Because it has not used the building for court since at least 1996, the county's hold on the courthouse and grounds has reverted to Brunswick as required in an Oct. 25, 1905, deed that conveyed a city park to Glynn County, said Fletcher Farrington, a Savannah lawyer representing the Old Town Preservation Association.
That deed says that if there is a two-year lapse in using the building for court, the property would revert to city ownership.
Mr. Farrington said he has researched the issue carefully and he believes Glynn County held its last court in the nearly century-old building in 1996, when Juvenile Court hearings were conducted there.
The State Board of Workers Compensation held hearings there until 1999, but those are administrative proceedings and not considered judicial hearings, Mr. Farrington said. Even if those hearings were deemed court actions, the two-year time limit has run out, he said.

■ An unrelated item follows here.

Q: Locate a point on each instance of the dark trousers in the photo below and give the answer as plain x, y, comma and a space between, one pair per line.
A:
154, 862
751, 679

"At the very latest, the city obtained title in 2001," Mr. Farrington said.
Mayor Brad Brown, who first learned of the matter this week, said he does not welcome the prospect of the city acquiring another public building.
"I've got enough city halls now. If we own it, we don't want it," he said.
Brunswick has three city halls, two historic buildings undergoing renovation and the current Brunswick City Hall, a leased bank building. It is unlikely the city has the power to refuse ownership even if it wants to, Mr. Farrington said.
At the very least, he said, the grounds should be protected from county plans to add eight parking spaces and to erect a huge air-conditioning unit, he said.
County commissioners say that they have doubts about Mr. Farrington's assertions. Commissioner Howard Lynn says he believes Brunswick gave the property to the county free and clear.
"They're going to do everything they can to stop us," Mr. Lynn said of opponents to his plans. "The city doesn't want it back."
And if the city does get the grounds and building, he said, "we'll send them a heck of a bill on the renovations we've done."